We take exception to the description of Vonnegut as “one of the greatest living US writers,” but report his words nonetheless. From The Australian, :
ONE of the greatest living US writers has praised terrorists as “very brave people” and used drug culture slang to describe the “amazing high” suicide bombers must feel before blowing themselves up.
Kurt Vonnegut, author of the 1969 anti-war classic Slaughterhouse Five, made the provocative remarks during an interview in New York for his new book, Man Without a Country, a collection of writings critical of US President George W. Bush.
Vonnegut, 83, has been a strong opponent of Mr Bush and the US-led war in Iraq, but until now has stopped short of defending terrorism.
But in discussing his views with The Weekend Australian, Vonnegut said it was “sweet and honourable” to die for what you believe in, and rejected the idea that terrorists were motivated by twisted religious beliefs.
“They are dying for their own self-respect,” he said. “It’s a terrible thing to deprive someone of their self-respect. It’s like your culture is nothing, your race is nothing, you’re nothing.”
Asked if he thought of terrorists as soldiers, Vonnegut, a decorated World War II veteran, said: “I regard them as very brave people, yes.”

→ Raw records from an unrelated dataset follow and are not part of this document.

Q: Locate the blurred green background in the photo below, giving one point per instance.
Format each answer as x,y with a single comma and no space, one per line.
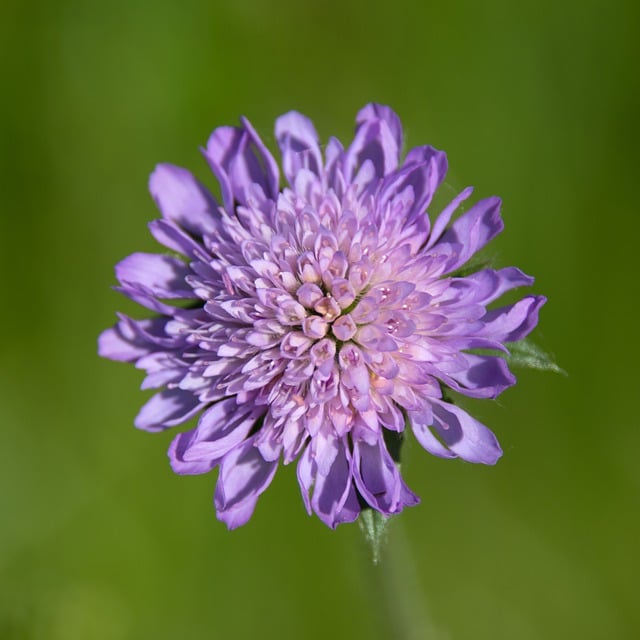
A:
536,102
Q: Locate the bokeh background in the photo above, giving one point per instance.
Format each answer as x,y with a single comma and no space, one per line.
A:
536,102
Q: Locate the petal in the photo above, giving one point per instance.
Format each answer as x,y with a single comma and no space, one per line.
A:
334,497
445,216
239,159
244,475
485,377
172,237
464,435
305,472
221,428
162,275
472,231
515,322
488,285
131,339
425,168
167,409
176,456
298,142
183,200
382,112
421,422
373,142
378,479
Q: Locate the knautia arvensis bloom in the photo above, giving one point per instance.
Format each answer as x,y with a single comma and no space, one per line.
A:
323,318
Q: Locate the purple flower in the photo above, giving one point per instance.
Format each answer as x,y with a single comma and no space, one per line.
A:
320,318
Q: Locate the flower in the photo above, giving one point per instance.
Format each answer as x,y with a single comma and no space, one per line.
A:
321,319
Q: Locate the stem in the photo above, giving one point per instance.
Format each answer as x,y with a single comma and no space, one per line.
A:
396,593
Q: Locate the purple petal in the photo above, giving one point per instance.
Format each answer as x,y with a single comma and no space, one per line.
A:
178,446
131,339
488,285
298,142
515,322
373,142
464,435
221,428
425,168
244,475
334,497
305,472
378,479
472,231
172,237
485,377
239,159
162,275
445,216
382,112
421,421
167,409
183,200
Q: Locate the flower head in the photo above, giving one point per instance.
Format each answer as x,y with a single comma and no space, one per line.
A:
323,318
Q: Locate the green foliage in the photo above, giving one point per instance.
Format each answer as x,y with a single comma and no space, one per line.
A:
528,355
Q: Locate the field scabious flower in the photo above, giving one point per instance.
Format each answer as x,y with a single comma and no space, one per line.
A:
323,318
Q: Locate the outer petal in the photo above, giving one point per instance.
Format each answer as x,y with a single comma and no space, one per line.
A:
183,200
172,237
374,142
374,111
221,428
131,339
298,142
464,435
378,479
485,377
167,409
512,323
445,216
472,231
426,169
421,422
239,160
488,285
334,497
244,475
176,456
162,275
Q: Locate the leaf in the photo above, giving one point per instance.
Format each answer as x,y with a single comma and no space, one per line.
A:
528,355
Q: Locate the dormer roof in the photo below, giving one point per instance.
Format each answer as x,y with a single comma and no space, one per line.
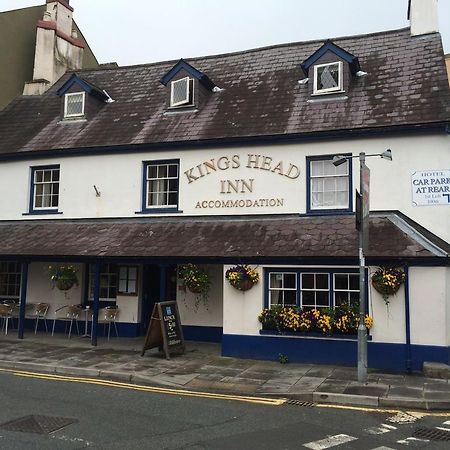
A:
330,46
85,86
192,71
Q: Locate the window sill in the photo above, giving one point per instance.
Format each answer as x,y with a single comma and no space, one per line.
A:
160,211
328,212
311,335
42,212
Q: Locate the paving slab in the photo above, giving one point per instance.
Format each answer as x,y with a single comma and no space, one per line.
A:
202,368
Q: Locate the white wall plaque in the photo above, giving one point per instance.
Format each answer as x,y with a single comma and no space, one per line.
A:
431,187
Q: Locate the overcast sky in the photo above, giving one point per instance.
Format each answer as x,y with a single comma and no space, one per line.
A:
142,31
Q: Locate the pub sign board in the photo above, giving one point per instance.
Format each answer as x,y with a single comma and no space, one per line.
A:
164,330
431,187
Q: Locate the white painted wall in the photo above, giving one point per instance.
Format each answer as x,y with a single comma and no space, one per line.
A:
241,309
429,305
209,315
119,178
39,289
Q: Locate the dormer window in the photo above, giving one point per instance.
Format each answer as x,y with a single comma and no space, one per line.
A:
182,92
74,105
327,78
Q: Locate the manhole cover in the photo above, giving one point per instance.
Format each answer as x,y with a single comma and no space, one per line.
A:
37,424
432,434
300,403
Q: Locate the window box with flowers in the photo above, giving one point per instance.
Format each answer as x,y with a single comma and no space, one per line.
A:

He equated the actions of suicide bombers with US president Harry Truman’s 1945 decision to drop the atomic bomb on Hiroshima.
On the Iraq war, he said: “What George Bush and his gang did not realise was that people fight back.”
Vonnegut suggested suicide bombers must feel an “amazing high”. He said: “You would know death is going to be painless, so the anticipation – it must be an amazing high.”
Vonnegut’s comments are sharply at odds with his reputation as a peace activist and his distinguished war service. He served in the US 106th Division and was captured by German forces at the Battle of the Bulge.
…Vonnegut’s latest comments are likely to make many people wonder if old age has finally caught up with a grand old man of American letters.